A mother skunk and her babies scuttled up the shoulder of the road. Two raccoons lumbered out of the brush, blinked at the passing traffic and scooted away toward the overpass.

Squirrels darted here and there, unable to hold a straight course but keeping generally to one side of the traffic. Not so a fox, who zipped like a red-tailed arrow between the cars, somehow managing to cross all four lanes of eastbound traffic before landing safely on the center median.

He was followed by five deer and a fawn leaping gracefully lane to lane, crossing the center strip without pause to take on the westbound lanes.
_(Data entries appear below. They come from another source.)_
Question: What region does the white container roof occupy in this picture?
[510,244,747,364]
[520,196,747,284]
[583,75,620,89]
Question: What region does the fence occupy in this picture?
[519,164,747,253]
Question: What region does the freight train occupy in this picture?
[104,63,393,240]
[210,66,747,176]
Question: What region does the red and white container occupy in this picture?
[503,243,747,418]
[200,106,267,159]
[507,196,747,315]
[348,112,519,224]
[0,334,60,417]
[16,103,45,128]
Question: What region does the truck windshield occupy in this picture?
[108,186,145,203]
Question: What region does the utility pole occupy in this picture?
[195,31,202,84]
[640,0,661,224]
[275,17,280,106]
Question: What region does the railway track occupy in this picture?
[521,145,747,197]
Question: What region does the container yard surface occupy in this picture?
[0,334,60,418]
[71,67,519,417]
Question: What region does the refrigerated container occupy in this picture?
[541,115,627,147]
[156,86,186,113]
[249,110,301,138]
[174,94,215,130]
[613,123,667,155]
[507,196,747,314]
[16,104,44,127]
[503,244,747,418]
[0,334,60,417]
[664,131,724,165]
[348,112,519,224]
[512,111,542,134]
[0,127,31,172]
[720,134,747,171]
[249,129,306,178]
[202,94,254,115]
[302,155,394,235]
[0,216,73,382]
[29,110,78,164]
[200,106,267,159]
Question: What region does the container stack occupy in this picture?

Tires screeched. Startled motorists slowed and gaped through their windows. On the heels of the deer came the streaking fox again, dodging bravely between the cars, his slender jaw clenched in fright.

All that morning, animals came out of the little wood to hop, waddle, scamper, pad, skitter, leap and hustle along the eastbound lanes or to make desperate rushes across the highway. Overhead, birds also were evacuating. Hawks and owls, woodpeckers and starlings, robins and early-arriving swallows, even a family of migrating Canada geese flapped away to other sanctuaries, if any were to be had in that congested landscape.
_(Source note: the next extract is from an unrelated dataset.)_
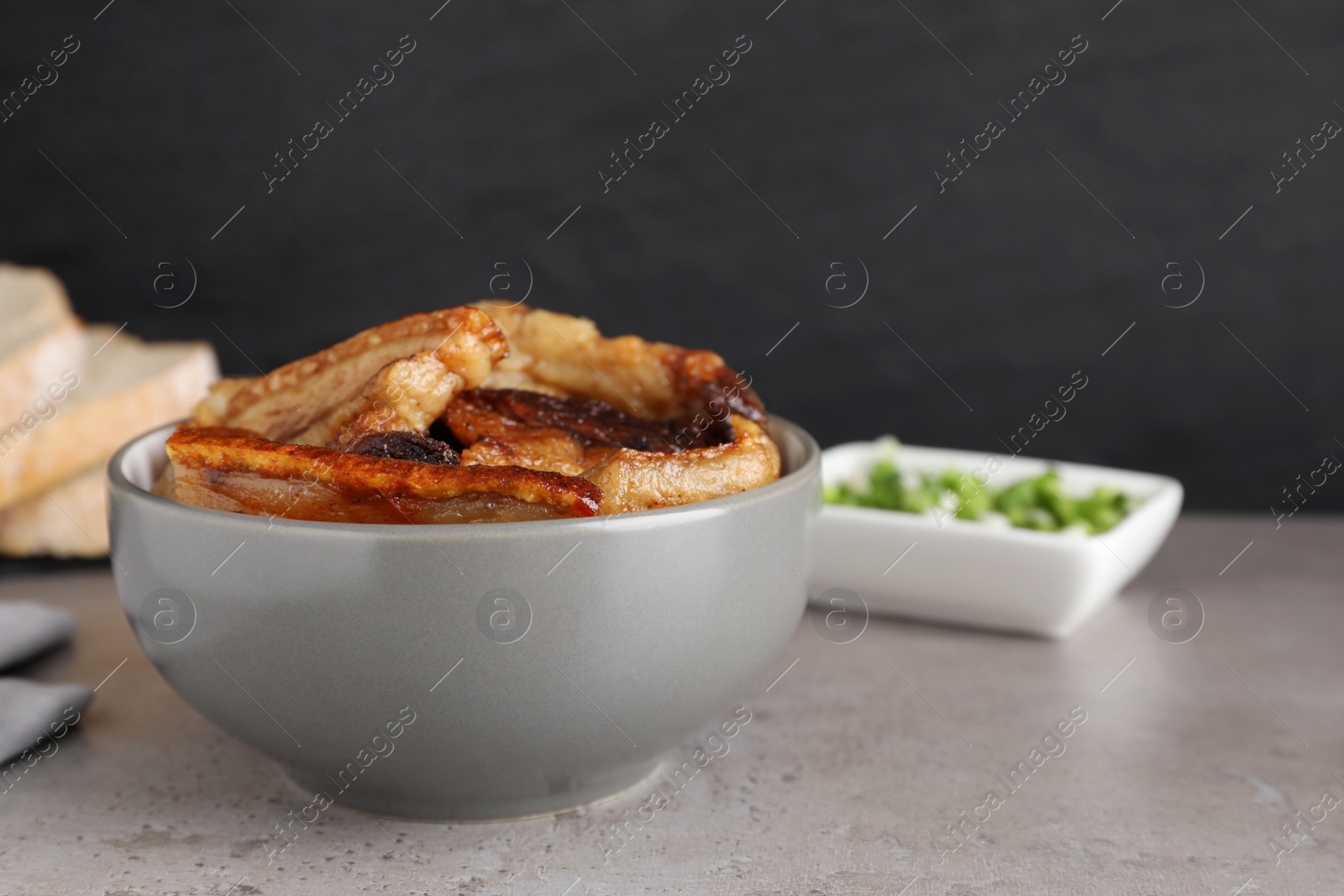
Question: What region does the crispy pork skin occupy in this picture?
[166,427,602,522]
[192,307,508,448]
[475,301,764,423]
The only animals not seen along the road, for once, were highway cats. And this was because, despite all of Khalia's warnings, most had refused to budge from the old cemetery. They were hunkered down amid the gravestones, sniffing the bulldozer's gritty fumes, listening to its mash and roar through the trees.

In the end, Khalia found that she couldn't leave either. If Shredder was staying, so would she! A strange stubbornness on this point had risen up inside her, though she was the last to see it for what it was. As the morning wore on, she remained, dozing, on the stone wall. Below her, Shredder had fallen into a sound snooze, exhausted from his night of watching over the kits, who continued their nap beside him.

Both cats awoke suddenly about mid-afternoon. All sound of machinery below had stopped. Silence broke like a long, peaceful sigh over the woods. In the distance, a hunting hawk's triumphant shriek pierced the air. From a closer place came the rustle of a small animal scurrying through weeds. Then, just as Shredder's ears had grown accustomed to the quiet, new vibrations rose from the ground. Footsteps. They moved steadily up the hill toward the graveyard. Someone was coming!

Perhaps the kits heard it too. They chose this moment to at last wake up, to sniff, stretch, and look sleepily around.

“Not now!” Shredder whispered to them. “Stay out of sight!”

He pushed their fuzzy heads down.

They didn't understand and pushed back. More dangerously, they decided to become playful. They began to wrestle with each other and to leap.

“Stop that!” Shredder hissed. “For your own good, lie down and be quiet.”

It was no use. The kits were now wide awake, and like all young things cooped up for too long, they were surging with energy. The closer the footsteps came, the rowdier they became. They twisted, heaved and squirmed to get away. There was only one thing to do: like a mother hen on her nest, Shredder sat on them. And just in time!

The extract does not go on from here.